Whether current hypotheses for geographic patterns of species richness (SR) have a strong explanatory power for the Tibetan Plateau (TP) with extreme climatic conditions remains unclear. In comparison with the classic “water–energy dynamics hypothesis”, the unique climate factors (e.g., extreme low temperature and low oxygen partial pressure) on the TP likely significantly affect the spatial variation of SR. Here, we investigate geographic patterns and determinants of SR on the TP through a systematic field investigation. We systematically analyzed a total of 2,013 plant communities covering 11 different vegetation types on the TP.  The SR per 400 m² in the forests and shrubs and that per 1 m² in alpine grasslands and deserts was 62.76 (±1.80 SE), 44.53 (±7.57 SE), 16.84 (±0.39 SE), and 3.62 (±0.55 SE), respectively. Unique climate factors, such as extremely low temperature, mean diurnal temperature, and oxygen partial pressure, act synergistically with water–energy dynamics and influence the spatial pattern of SR on the TP. Our findings provide novel insights into the mechanisms underlying the spatial variation in plant diversity, especially on plateaus and in high-latitude regions. Our findings and the SR map with 1 km resolution provide important benchmarks for biodiversity conservation and may help to improve predictions of the effect of climate change on biodiversity.

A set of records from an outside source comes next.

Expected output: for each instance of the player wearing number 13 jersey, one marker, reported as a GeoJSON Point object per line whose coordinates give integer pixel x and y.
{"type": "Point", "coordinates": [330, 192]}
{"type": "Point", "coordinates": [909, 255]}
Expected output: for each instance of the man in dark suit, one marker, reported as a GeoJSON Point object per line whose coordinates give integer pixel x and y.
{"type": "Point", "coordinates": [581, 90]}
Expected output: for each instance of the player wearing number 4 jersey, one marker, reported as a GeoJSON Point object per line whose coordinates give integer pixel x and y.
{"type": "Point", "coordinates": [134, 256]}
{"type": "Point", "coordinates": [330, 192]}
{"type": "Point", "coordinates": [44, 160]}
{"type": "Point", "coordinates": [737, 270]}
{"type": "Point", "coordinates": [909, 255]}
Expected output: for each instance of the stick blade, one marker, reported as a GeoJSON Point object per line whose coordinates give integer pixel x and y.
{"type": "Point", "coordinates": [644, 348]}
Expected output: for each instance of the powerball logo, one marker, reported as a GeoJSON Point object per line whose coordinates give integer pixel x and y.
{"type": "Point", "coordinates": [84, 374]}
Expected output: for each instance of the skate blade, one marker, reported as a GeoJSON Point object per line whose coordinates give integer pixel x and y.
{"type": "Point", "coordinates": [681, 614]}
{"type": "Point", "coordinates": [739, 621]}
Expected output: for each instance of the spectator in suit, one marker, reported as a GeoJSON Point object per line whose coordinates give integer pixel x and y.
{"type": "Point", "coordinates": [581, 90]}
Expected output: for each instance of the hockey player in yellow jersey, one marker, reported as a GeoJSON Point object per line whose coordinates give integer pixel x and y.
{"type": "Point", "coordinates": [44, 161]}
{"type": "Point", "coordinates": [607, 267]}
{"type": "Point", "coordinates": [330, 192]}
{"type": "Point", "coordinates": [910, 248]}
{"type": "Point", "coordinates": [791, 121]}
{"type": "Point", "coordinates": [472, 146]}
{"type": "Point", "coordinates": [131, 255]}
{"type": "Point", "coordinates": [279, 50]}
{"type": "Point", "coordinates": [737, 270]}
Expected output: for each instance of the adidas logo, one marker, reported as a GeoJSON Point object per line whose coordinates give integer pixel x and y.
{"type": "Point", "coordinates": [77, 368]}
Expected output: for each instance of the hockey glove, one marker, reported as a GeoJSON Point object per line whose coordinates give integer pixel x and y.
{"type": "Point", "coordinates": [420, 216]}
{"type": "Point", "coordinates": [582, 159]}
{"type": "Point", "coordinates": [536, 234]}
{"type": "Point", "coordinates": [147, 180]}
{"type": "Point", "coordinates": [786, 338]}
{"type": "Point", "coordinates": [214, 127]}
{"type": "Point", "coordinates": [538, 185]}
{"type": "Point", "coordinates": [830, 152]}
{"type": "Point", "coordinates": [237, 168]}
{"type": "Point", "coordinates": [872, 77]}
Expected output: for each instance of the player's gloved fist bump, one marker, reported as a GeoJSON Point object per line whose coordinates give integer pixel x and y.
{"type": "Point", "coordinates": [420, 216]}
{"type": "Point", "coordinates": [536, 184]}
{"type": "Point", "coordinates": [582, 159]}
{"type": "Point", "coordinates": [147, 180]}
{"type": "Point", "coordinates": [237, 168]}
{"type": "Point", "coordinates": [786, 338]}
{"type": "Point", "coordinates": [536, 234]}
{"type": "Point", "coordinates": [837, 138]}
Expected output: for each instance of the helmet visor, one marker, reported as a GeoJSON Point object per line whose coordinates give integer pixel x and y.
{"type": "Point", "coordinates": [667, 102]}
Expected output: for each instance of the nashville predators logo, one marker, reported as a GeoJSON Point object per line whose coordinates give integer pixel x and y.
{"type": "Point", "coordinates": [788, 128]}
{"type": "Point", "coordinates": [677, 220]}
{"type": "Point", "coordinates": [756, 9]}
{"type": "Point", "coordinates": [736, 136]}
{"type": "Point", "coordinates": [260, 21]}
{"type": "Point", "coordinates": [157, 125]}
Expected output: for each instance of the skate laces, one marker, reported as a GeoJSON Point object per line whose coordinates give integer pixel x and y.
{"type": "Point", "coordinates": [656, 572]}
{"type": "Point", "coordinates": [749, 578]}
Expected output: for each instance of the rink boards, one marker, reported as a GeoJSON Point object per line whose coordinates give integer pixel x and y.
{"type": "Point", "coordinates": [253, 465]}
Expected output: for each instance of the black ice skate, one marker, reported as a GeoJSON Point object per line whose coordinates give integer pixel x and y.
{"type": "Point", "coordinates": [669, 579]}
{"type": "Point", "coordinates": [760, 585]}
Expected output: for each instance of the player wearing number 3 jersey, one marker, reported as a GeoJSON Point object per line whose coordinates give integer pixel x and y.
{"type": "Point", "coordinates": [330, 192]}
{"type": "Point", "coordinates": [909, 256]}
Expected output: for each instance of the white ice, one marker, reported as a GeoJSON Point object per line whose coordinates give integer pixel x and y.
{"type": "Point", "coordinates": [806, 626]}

Field sampling was conducted during the high growth period of mid-July to late August in 2018, 2019, and 2020. We divided the entire Tibetan Plateau according to the latitude and longitude into 1,000 grids with equal area (0.5° × 0.5°). For the field investigation of the alpine grasslands and deserts, we selected the dominant plant communities via visual observation in each grid and randomly set up three 1 m × 1 m plots located at least 20 m apart (most commonly plot-size for these grasslands). If two or more types of plant communities were abundant in a given grid, the vegetation type was then randomly selected (the same rules apply to forests and shrubs). The “shoot presence” method was used to record the presence of species, whereby an individual is recorded as present if any part of its stem or leaf is inside the plot. For the forests and shrubs in the southeast, three 20 m × 20 m plots located at least 100 m apart were randomly established in each grid.  We recorded all vascular plants (including juveniles and seedlings) in these plots including tree, shrub, and herb species.  A total of 2,013 field plots were investigated. The depopulated zone was not investigated due to access limitations.